Training Module 17: Format Phase Views

The slides for the following video are shown below:

Slide 1

Welcome to the training course on IBM Scalable Architecture for Financial Reporting, or SAFR. This is Module 17, Format Phase Views

Slide 2

Upon completion of this module, you should be able to:

Describe uses for Format-Phase Views
Read a Logic Table and Trace with format-phase views
Explain the Function Codes used in the example
Debug format-phase views

Slide 3

The prior modules covered the function codes highlighted in blue. Those to be covered in this module are highlighted in yellow.

Slide 4

The Format Phase is the final possible phase of the Performance Engine Processes. Views that require only extraction and no sorting or aggregation are completed at the Extract Phase.

Any view that requires the following must continue to the Format Phase:

Summarize records
Use output record filtering which is applied after records are subtotaled
Produce sorted outputs
Create delimited files, and
Make hardcopy formatted printed reports

The Format Phase is run after the Extract Phase (GVBMR95) has completed extracting all data.

Slide 5

The GVBMR95 Extract Engine performs functions one event or transaction record at a time. Records are evaluated for inclusion or exclusion in output files, fields are extracted and used to build keys for joins, all one record at a time. Except for Extract Time Summarization (which will be discussed in a later module), GVBMR95 does not produced summarized results.

You may remember that in Module 10 we discussed summary reports. These report aggregate detailed records to produce summarized results. Even detailed reports can include subtotals, which are the results of summarizing many detailed records. To perform these function, the Format Phase Engine, GVBMR88 is required.

Slide 6

Extracted data is passed in a special format, called the SAFR Standard Extract File, from the Extract Phase to the Format Phase. Creating this format requires unique Logic Table Functions in the Extract Phase. In this module we will focus on these Format Phase logic table functions and introduce the Extract File Format.

Slide 7

The Extract Engine, GVBMR95 is a parallel processing engine, yet the Format Phase, GVBMR88 is not; it processes only one Extract Work File. Yet that extract file can contain the extracted records for multiple views. Each GVBMR88 execution can produce multiple extract files. The final output for each view is produced by only one format engine execution.

In this example the extract file on the left has the extracted records for views 2, 3 and 4, while the one on the right has the records for views 8, 9 and 10. The GVBMR88 execution on the left produces the output for view 2, 3 and 4, while the one on the right produces the output for view 8, 9 and 10.

Slide 8

As previously mentioned, GVBMR95 creates a specially formatted extract file and there can be one or more created based on how the data needs to be processed. The extract file to be used by each view is assigned in the view parameters screen, the Extract Phase Tab. The Extract Engine concatenates the assigned number to the value “EXTR” with three digits representing the Extract Work File Number, beginning with zeros if necessary to form the DD Name to be used.

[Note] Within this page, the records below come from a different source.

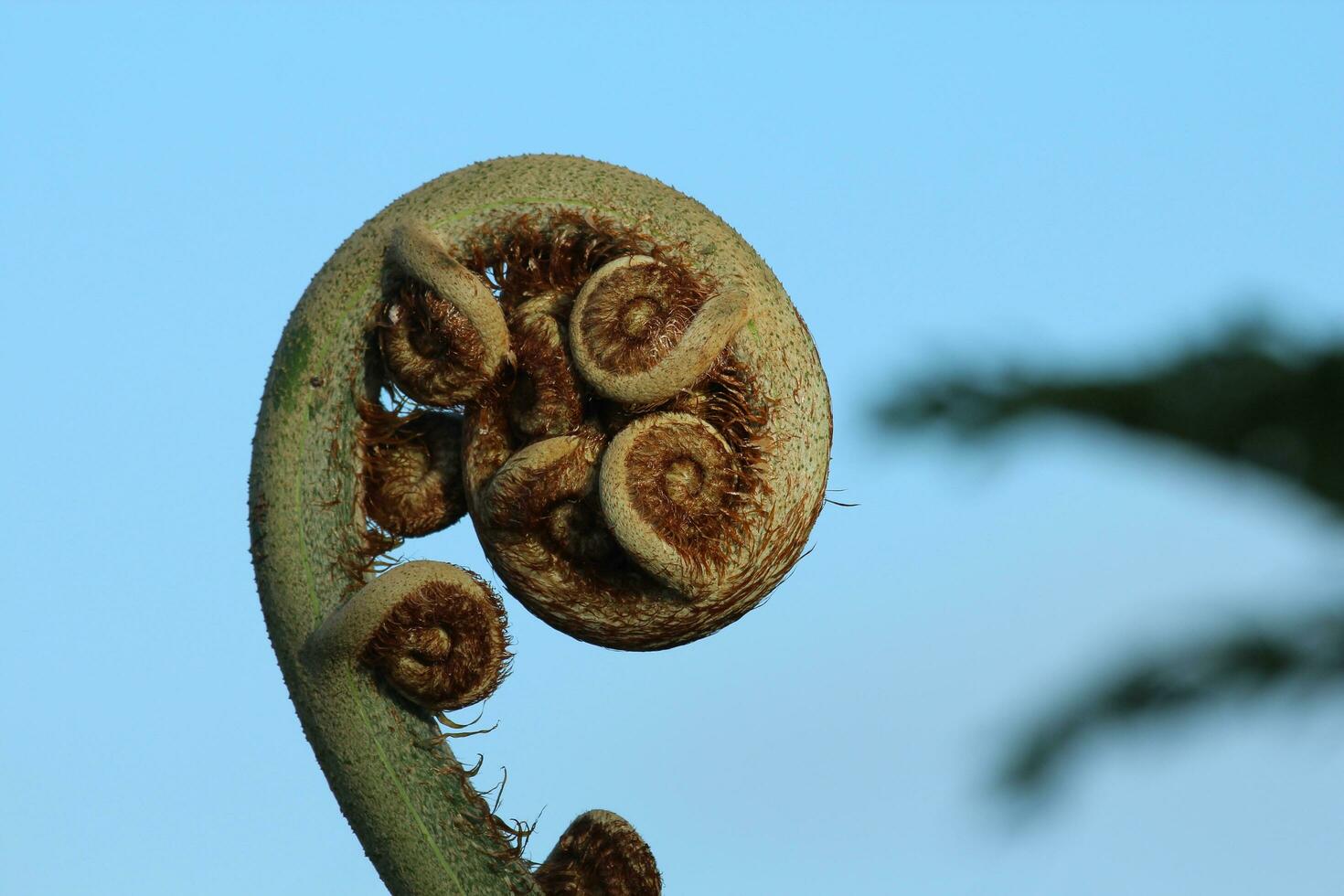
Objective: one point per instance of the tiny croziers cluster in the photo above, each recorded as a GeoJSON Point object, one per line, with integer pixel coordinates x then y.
{"type": "Point", "coordinates": [568, 383]}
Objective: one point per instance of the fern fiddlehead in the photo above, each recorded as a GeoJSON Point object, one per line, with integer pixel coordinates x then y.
{"type": "Point", "coordinates": [615, 389]}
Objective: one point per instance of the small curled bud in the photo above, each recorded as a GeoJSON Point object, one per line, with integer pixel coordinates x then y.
{"type": "Point", "coordinates": [433, 630]}
{"type": "Point", "coordinates": [413, 470]}
{"type": "Point", "coordinates": [668, 488]}
{"type": "Point", "coordinates": [443, 335]}
{"type": "Point", "coordinates": [600, 853]}
{"type": "Point", "coordinates": [546, 400]}
{"type": "Point", "coordinates": [641, 332]}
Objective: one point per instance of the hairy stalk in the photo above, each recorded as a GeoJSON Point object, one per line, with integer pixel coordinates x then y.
{"type": "Point", "coordinates": [643, 446]}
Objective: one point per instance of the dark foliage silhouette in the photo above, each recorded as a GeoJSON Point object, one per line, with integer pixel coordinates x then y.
{"type": "Point", "coordinates": [1253, 398]}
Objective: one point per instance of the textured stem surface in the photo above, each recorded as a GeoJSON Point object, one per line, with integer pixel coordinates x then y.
{"type": "Point", "coordinates": [406, 797]}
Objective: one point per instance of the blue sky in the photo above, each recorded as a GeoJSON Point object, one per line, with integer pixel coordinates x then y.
{"type": "Point", "coordinates": [963, 182]}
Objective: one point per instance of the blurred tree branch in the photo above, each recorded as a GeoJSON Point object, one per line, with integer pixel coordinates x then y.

It also concatenates this number with the value “SORT” to write the parameters specifying how the views should be sorted.

This example uses Extract Work File Number 1. The extract records will then be written to the file assigned to the DD Name EXTR001, and the sort parameters to SORT001. These two files must be passed via the JCL as SORTIN and SYSIN files respectively to the Format Engine GVBMR88.

Slide 9

The Format Phase Extract record has a standard format for all views. This specialized format allows for very efficient processing of Format Phase views. The Extract and Format engines have clearly defined functions, such that steps are not repeated between the two engines. The extract file format prepares the data to be sorted and summarized.

The record contains the following segments:

The control area contains values that describe the rest of the record, like the number of SAFR view columns on this record, and the length of the sort key. The last field in the control area is the view number.
The Sort Key or SK area contains the values the user has specified the output file should be sorted and/or grouped by.
The Data Transform or DT area contains alphabetic and alphanumeric and numeric column data that is not used in a format time calculation, including sub-totaling, or format time selection logic.
The Calculated Transform or CT area contains column data that is either used in a format time calculation, including sub-totaling, or format time selection logic.

The sample data is shown in HEX mode. The first row is the display format, and the next two lines show a half a byte each, first (top line) and last (bottom line). This shows packed and non-printable characters.

Slide 10

In this module, we will use the view shown here as the example view. This view includes a simply lookup for record level filtering. Record level filtering does not affect the format of the extracted records.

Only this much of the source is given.